Romania’s government borrowed about RON97bn in the first 11 months of this year, according to CursDeGuvernare calculations based on available official data.
The amount represents only 71% of the state's financing needs this year, namely the loans that the government has to make to finance the budget deficit and public debt.
The government issued one Eurobond less, compared to initial plans — and now it is running out of time after the political turmoil prevented the executive from tapping foreign markets. The government's strategy was to raise around €10.5bn this year with Eurobonds, and the two auctions so far have raised about €7bn.
In September alone, Romania’s public debt increased by RON6bn and yet, thanks to a changing GDP base, the ratio dropped by 1.2pp from 49.7% at the end of August to 48.5% at the end of September.

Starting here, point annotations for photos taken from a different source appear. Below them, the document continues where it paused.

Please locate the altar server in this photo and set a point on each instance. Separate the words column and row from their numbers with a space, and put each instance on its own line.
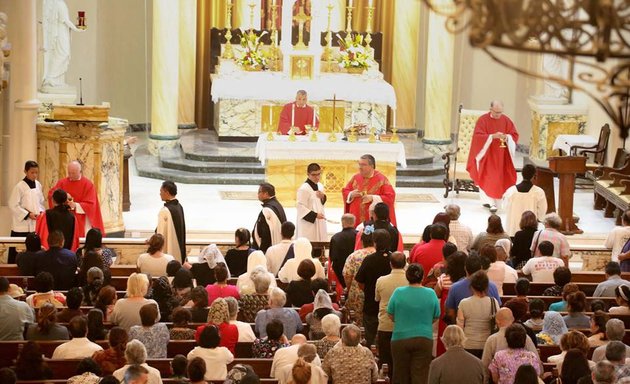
column 311, row 221
column 267, row 230
column 26, row 203
column 171, row 222
column 297, row 114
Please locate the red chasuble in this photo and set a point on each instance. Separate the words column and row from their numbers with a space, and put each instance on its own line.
column 375, row 185
column 84, row 193
column 303, row 116
column 494, row 173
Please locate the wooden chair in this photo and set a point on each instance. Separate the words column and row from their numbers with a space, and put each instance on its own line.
column 598, row 150
column 456, row 177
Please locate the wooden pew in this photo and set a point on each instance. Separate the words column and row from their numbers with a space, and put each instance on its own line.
column 64, row 369
column 610, row 302
column 537, row 289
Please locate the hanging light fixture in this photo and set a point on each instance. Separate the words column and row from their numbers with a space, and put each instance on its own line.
column 592, row 35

From a broader perspective, the country’s public debt rose by nearly RON56.5bn (€9.8bn including exchange rate effects) in the first nine months of 2021 while the debt-to-GDP ratio edged up by only 1.1pp from 47.4% at the end of 2020.
During 2020, the public debt soared by RON126bn while the debt-to-GDP ratio surged by more than 12pp due to adverse dynamics of the nominal GDP.
It is relevant that the (cash-based) budget deficit in 2020 neared 10% of GDP while it was only 3.8% of GDP in January-September this year.
The wide deficit planned by the government for Q4, however, will bring the debt to GDP ratio again close to 50%.
As the new ruling coalition promises to stick with a cash deficit target of 5.84% of GDP this year and the nominal GDP will rise, the indebtedness as reflected by the debt to GDP ratio would not rise much over 50% at the end of next year.
Moody's projects Romania’s debt-to-GDP ratio will continue to rise in 2022 and 2023, and peak in 2024 at 56.6% (gross terms) before starting to decline in 2025.
Under a more optimistic scenario (not far from the government’s plans) S&P projects a milder trajectory of the public debt to GDP ratio, seen as remaining below 50% in net terms by the end of the forecast period (48.1% in 2024, after peaking at 48.6% in 2023) and not much above 50% in gross terms (52.4% in 2023 and 51.6% in 2024).